Komoditi kelapa sawit menyumbangkan produksi terbesar dari komoditas utama perkebunan Indonesia, yaitu sebesar 10,830 juta ton CPO pada tahun 2004 meningkat menjadi 23,521 juta ton CPO pada tahun 2012. Produksi kakao juga terus meningkat dari 691,7 ribu ton pada tahun 2004 menjadi 1 juta ton pada tahun 2013. Pertumbuhan rata – rata produksi kakao dalam kurun waktu 2004 – 2013 mencapai 4,9% per tahun.
Neraca perdagangan produk sektor pertanian secara keseluruhan masih berada pada posisi surplus. Sumbangan surplus neraca perdagangan yang relatif besar berasal dari komoditas perkebunan. Sementara komoditas lainnya cenderung pada posisi defisit. Laju pertumbuhan ekspor selama periode pemerintahan SBY sebesar 18,6 persen per tahun, sementara laju pertumbuhan impor 16,8 persen per tahun. Sehingga neraca perdagangan sektor pertanian tumbuh positif dengan laju 1,1 persen per tahun.
Untuk komoditas pangan utama Indonesia sampai saat ini masih dapat dikatakan bahwa Indonesia menjadi negara net importer. Laju pertumbuhan nilai impor pada periode 2004-2013 secara umum lebih tinggi dibandingkan dengan laju pertumbuhan nilai ekspornya. Komoditas pangan yang menyumbang impor terbesar adalah kedelai diikuti oleh jagung dan beras. Kinerja perdagangan sub sektor hortikultura tidak berbeda dengan sub sektor tanaman pangan, yaitu berada pada neraca defisit sepanjang periode 2004-2013. Sub sektor peternakan juga masih menunjukkan kondisi defisit dalam neraca perdagangannya. Sumber defisit neraca perdagangan terbesar adalah impor susu, ternak sapi dan daging sapi, yang jumlahnya cukup besar.

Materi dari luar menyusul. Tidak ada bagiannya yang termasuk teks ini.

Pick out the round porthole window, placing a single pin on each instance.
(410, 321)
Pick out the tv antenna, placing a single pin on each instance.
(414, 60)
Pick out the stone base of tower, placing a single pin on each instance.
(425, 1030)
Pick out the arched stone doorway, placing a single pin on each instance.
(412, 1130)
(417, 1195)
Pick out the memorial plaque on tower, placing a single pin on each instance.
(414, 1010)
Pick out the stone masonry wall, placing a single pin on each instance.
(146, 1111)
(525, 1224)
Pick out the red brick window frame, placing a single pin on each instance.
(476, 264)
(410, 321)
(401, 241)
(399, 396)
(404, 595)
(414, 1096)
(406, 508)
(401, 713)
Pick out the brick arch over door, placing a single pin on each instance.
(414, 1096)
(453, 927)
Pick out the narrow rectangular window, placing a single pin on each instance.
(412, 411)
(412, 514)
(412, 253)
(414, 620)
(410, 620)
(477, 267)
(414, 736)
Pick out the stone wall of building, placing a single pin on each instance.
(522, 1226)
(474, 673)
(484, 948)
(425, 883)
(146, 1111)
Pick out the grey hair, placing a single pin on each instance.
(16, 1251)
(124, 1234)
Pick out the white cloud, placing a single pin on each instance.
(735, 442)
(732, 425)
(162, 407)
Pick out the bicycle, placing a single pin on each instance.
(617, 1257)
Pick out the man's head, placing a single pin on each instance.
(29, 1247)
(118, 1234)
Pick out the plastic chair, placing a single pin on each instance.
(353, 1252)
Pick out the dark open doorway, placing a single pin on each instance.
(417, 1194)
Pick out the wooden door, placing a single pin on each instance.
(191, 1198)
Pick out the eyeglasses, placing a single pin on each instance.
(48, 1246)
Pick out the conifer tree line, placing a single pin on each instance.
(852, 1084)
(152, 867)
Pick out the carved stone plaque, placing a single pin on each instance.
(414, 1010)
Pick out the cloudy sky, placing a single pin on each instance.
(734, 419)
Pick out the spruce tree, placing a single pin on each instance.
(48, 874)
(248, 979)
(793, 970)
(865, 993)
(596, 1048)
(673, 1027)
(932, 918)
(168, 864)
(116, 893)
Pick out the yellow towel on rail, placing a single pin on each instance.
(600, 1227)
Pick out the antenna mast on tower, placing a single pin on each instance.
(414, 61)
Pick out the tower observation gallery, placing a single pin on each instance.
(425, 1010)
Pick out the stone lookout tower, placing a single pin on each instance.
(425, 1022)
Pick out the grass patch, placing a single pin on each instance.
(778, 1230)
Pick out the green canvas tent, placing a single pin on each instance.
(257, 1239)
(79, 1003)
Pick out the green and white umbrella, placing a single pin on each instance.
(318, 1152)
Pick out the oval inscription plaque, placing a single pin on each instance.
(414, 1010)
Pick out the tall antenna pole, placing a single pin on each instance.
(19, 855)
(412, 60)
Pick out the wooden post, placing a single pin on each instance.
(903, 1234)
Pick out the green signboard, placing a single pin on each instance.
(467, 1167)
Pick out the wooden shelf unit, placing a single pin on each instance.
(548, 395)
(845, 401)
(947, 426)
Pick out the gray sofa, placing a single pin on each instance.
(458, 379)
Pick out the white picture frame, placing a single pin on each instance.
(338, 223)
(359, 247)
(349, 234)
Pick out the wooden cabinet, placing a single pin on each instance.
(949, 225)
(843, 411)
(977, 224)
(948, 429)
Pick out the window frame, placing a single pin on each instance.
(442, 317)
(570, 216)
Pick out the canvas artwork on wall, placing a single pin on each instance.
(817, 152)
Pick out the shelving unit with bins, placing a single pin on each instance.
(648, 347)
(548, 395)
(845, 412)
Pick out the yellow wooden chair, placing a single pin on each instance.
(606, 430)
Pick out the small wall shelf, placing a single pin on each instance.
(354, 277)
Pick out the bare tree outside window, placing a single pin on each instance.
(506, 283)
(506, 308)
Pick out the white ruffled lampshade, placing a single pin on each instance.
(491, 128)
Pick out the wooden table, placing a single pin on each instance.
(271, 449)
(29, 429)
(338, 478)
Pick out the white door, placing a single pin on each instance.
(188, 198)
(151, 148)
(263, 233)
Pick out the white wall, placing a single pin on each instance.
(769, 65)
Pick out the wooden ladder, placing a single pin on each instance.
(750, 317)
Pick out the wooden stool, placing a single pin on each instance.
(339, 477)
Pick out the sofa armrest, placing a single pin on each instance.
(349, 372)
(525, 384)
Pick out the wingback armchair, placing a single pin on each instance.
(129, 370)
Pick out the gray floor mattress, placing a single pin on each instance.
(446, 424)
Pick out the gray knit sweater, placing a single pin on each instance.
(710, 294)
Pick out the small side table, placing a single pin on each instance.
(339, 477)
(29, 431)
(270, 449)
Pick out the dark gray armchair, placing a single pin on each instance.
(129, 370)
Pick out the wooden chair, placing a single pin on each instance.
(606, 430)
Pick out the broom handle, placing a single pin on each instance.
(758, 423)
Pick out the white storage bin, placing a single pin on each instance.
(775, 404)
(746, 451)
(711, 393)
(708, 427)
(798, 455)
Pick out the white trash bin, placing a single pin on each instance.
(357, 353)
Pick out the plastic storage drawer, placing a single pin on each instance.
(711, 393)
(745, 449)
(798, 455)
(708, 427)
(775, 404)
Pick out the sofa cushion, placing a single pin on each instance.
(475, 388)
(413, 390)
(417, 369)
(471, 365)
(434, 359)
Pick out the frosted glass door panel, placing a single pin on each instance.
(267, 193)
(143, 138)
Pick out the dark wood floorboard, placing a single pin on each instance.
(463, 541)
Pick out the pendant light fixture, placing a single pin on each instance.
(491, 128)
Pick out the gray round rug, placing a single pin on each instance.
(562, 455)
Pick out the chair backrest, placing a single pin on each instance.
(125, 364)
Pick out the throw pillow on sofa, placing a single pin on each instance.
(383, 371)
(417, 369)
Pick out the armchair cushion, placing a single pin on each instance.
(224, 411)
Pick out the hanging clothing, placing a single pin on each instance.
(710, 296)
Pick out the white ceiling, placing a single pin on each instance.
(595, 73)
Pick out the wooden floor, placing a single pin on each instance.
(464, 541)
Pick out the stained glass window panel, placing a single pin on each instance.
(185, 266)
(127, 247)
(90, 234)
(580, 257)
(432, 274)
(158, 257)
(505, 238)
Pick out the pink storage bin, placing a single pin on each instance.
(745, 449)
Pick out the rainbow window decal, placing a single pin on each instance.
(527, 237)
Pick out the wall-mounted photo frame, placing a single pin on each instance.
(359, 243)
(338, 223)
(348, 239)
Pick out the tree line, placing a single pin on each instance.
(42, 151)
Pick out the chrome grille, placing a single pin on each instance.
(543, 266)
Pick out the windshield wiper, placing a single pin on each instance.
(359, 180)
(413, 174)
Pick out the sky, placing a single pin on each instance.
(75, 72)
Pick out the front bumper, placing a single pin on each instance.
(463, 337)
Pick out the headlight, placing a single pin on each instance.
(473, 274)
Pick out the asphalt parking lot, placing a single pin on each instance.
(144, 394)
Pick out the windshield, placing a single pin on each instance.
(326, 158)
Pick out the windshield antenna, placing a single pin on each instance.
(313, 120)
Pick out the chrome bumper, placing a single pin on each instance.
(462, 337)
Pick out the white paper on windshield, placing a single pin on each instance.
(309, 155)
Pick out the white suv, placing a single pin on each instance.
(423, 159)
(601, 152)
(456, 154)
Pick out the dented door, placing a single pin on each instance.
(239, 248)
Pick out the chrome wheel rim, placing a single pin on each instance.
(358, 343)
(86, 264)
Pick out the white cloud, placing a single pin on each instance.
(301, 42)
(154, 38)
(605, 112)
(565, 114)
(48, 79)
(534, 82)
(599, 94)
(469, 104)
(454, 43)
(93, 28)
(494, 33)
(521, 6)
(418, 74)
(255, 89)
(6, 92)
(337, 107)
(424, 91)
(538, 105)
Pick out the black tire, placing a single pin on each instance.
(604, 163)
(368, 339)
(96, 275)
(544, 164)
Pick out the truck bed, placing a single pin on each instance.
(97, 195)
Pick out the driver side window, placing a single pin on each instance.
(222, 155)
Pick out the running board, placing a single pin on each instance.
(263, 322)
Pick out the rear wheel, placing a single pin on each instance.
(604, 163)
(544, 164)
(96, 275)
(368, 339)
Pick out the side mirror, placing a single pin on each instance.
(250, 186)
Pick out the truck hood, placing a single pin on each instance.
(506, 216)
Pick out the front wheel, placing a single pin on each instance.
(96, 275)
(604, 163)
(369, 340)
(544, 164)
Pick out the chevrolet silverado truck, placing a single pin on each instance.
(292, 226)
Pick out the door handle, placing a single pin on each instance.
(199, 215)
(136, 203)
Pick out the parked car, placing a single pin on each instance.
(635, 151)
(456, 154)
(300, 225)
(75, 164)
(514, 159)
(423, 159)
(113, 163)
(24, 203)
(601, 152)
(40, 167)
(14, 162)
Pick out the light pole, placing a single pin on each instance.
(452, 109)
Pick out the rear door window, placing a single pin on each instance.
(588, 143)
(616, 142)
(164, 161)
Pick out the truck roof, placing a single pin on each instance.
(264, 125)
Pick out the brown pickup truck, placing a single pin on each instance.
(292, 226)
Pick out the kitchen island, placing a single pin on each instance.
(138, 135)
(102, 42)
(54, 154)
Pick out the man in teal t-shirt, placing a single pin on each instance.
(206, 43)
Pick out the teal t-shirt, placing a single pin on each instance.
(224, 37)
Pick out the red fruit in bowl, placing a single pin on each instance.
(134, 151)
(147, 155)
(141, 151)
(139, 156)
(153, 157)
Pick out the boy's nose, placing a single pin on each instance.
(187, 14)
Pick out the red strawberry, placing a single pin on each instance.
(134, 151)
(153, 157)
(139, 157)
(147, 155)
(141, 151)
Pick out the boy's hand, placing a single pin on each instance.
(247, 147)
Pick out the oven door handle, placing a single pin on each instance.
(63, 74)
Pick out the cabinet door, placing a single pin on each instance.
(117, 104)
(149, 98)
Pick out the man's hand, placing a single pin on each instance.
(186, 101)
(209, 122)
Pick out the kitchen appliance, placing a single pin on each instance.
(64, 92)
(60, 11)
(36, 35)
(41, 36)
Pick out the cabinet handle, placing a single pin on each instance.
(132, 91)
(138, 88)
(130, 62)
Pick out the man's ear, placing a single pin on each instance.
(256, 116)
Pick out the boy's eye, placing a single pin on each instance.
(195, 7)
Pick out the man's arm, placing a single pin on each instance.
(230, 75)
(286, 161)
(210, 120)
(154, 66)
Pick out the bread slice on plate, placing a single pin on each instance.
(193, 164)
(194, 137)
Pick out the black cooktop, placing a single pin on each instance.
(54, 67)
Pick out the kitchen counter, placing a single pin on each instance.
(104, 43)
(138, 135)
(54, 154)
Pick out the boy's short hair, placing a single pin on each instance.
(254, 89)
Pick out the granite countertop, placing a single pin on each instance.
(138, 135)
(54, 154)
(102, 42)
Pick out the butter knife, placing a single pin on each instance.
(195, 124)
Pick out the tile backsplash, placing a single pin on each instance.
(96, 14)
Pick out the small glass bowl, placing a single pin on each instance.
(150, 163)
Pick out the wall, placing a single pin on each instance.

Sub sektor perkebunan merupakan penyumbang ekspor terbesar di sektor pertanian dengan nilai ekspor yang jauh lebih besar dibandingkan nilai impornya. Produksi komoditas utama perkebunan diekspor ke negara-negara lain, kecuali gula yang masih diimpor. Selama periode pemerintahan Presiden SBY, sub sektor perkebunan memiliki neraca perdagangan surplus. Bahkan untuk sub sektor perkebunan nilai kumulatif surplus bulan Januari sampai Oktober 2013 sudah sebesar US$ 21,6 milyar.
Dalam melaksanakan pembangunan pertanian, tentu saja dijumpai berbagai permasalahan dan kendala. Secara umum permasalahan tersebut adalah bagaimana meningkatkan produksi pertanian yang dapat memenuhi peningkatan permintaan penduduk Indonesia. Seiring dengan meningkatkan jumlah penduduk dan peningkatan pendapatan masyarakat, bisa dipastikan permintaan terhadap produk pertanian akan terus meningkat. Berkaitan dengan produksi pertanian, produktivitas yang relatif lambat peningkatannya dan luas areal tanaman yang semakin terbatas menjadi penyebab utama rendahnya peningkatan produksi pangan utama. Penyusutan lahan sebagai akibat dari konversi lahan, jaringan irigasi yang rusak, sulitnya memperluas areal tanam baru dan perubahan iklim ditengarai menjadi penyebab terjadinya peningkatan produksi yang belum sesuai dengan target.
Lambatnya peningkatan produktivitas merupakan kendala dalam peningkatan produksi pangan. Penyebabnya antara lain adalah masih terbatasnya difusi benih unggul hasil penelitian dan pengembangan, terbatasnya kemampuan petani dalam menerapkan budidaya yang sesuai dengan anjuran (good agricultural practices), dan rendahnya akses petani terhadap sumber pembiayaan. Dengan kondisi demikian, pendampingan penyuluhan dan pelatihan bagi petani menjadi hal penting untuk diperhatikan, disamping perlunya perbaikan kelembagaan perkreditan untuk petani.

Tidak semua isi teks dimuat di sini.